Yes, there is a difference between <b> and <strong>. Even <b> is considered deprecated, Yahoo still gives a higher rank to your keywords that also appear in the body copy as <b> while Google does not consider the attribute in its algorithm at all.
The <em> tag appears italicized by default, and is meant to be used for emphasis on a word or phrase. The <strong> tag appears bold by default, and is meant to be used for strong emphasis on a word or phrase. Even though these tags appear italicized or bold by default, you can use CSS to change what they look like.
The <b> and <i> tags are meant to bold and italicize purely for visual appeal, and have been deprecated in favor of CSS.

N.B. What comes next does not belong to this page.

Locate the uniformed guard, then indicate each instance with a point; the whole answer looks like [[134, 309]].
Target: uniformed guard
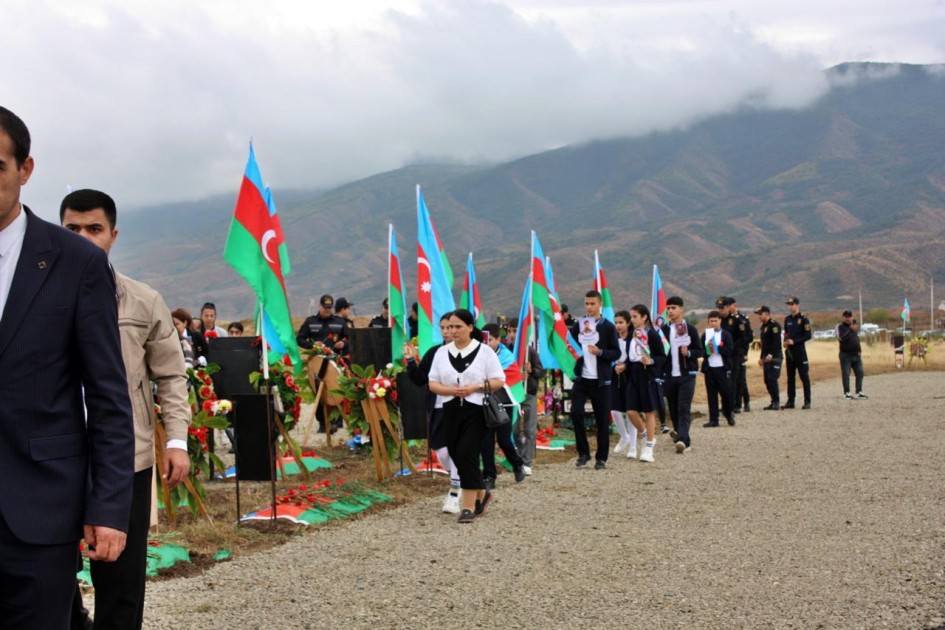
[[742, 345], [730, 323], [771, 356], [796, 335]]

<b> is a style - we know what "bold" is supposed to look like.
<strong> however is an indication of how something should be understood. "Strong" could (and often does) mean "bold" in a browser, but it could also mean a lower tone for a speaking program like Jaws (for blind people). And strong on a Palm Pilot may be an underline (since you can't bold a bold).
HTML was never meant to be about styles. Do some searches for "Tim Berners-Lee" and "the semantic web". <strong> is semantic - it describes the text it surrounds ("this text should be stronger than the rest of the text you've displayed") as opposed to describing how the text it surrounds should be displayed ("this text should be bold").